Seluruh pemegang polis diharapkan bisa berpartisipasi dalam pengkinian data untuk memvalidasi sekaligus melengkapi data-data terbaru apabila terdapat perubahan dari para pemegang polis.

“Sejak Agustus 2020 manajemen sudah melakukan sosialisasi intensif dan menyiapkan berbagai infrastruktur layanan terkait upaya pengkinian data. Data terbaru adalah pijakan kegiatan korespondensi dengan pemegang polis menjelang program restrukturisasi,” kata dia.

Asuransi Jiwasraya sebagai perusahaan asuransi jiwa tertua di Indonesia, genap berusia 161 tahun pada 31 Desember mendatang. Jiwasraya adalah satu-satunya asuransi jiwa badan usaha milik negara (BUMN), dan 100% saham dimiliki oleh Negara Republik Indonesia. Berdasarkan data awal Oktober ini, Jiwasraya memiliki 2,63 juta pemegang polis dengan 90% polis berupa manfaat pensiun. Mayoritas nasabah pun adalah masyarakat menengah ke bawah.

 

Hormati Putusan Hakim

Direktur Eksekutif Asosiasi Asuransi Jiwa Indonesia (AAJI) Togar Pasaribu mengatakan, pihaknya enggan berkomentar mengenai putusan hukum yang dijatuhkan kepada terdakwa kasus Jiwasraya. Meski demikian, AAJI menghormati putusan hakim.

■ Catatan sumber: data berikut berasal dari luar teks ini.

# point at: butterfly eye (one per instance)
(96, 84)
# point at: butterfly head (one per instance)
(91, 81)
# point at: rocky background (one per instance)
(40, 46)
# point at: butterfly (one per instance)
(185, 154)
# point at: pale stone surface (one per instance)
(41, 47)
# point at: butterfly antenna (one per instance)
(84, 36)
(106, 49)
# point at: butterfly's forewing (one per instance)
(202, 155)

“Kalau masalah adil kan relatif. Intinya apa yang sudah diputuskan hakim itu wajib hukumnya untuk semua orang menghormatinya. Karena negara kita itu negara hukum. Namun, memang jika berharap apa yang diputuskan itu sudah memenuhi rasa keadilan dari setiap pihak. Tentunya ini kalau tidak salah, istilah hukumnya belum inkracht karena masih ada banding dan sebagainya. Proses hukumnya kan seperti itu, mari kita ikuti bersama-sama,” jelas dia.

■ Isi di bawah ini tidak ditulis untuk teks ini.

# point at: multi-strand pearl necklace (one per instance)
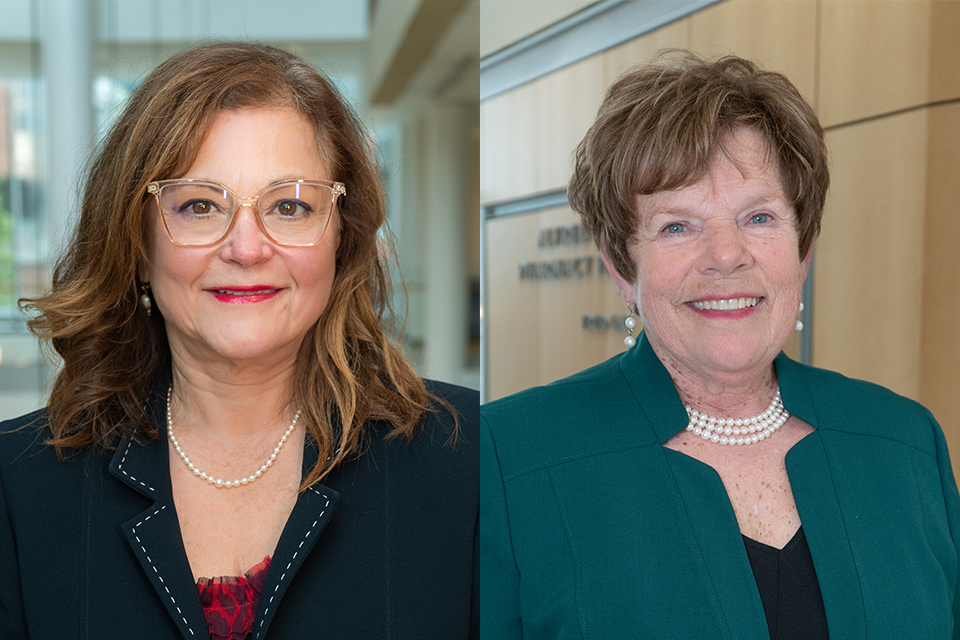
(219, 482)
(739, 430)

Togar juga menjelaskan, berkaitan dengan nasib nasabah Jiwasraya, pemerintah sudah membuat IFG Life sebagai pengganti Jiwasraya untuk menangani polis para nasabah. Dia menilai nasib nasabah Jiwasraya sudah jelas karena sudah ada IFG Life. Namun, berbeda dengan nasib nasabah PT Asuransi Adisarana Wanaartha (WanaArtha Life).

Skandal Jiwasraya ikut menyeret WanaArtha Life, sehingga aset nasabah senilai Rp 4 triliun WanaArtha Life kini disita Kejaksaan Agung (Kejagung). Akibatnya, lebih dari 26 ribu pemegang polis WanaArtha terkatung-katung. Pihak manajemen WanaArtha Life pun sudah menjelaskan, pemblokiran dan penyitaan sub rekening efek (SRE) oleh Kejagung berisikan dana para pemegang polis WanaArtha, bukan dana milik Benny Tjokrosaputro.

“Kalau IFG Life itu kan sudah jelas walaupun tidak tahu seberapa lama penanganannya, setidaknya lebih jelas. Nasib nasabah WanaArtha Life ini juga perlu diperjelas. Negara ini kan punya sistem yang perlu dijalankan. Nah, sistem negara ini yang dipercaya bisa menyelesaikan permasalahan itu,” kata Togar.

Program penyelamatan polis tersebut juga telah mendapat tanggapan dari nasabah Jiwasraya yang sudah menunggu selama dua tahun untuk mendapat kepastian agar dana bisa kembali. Penantian pada tahun ini semakin diperparah dengan adanya pandemi Covid-19. Mereka menanti skema cicilan tunggakan klaim polis yang detail dan logis. Nasabah menyayangkan masalah yang terjadi Jiwasraya. Meski demikian, mereka percaya para pemangku kepentingan bertindak adil dan segera menyelesaikan kewajiban terhadap para nasabah.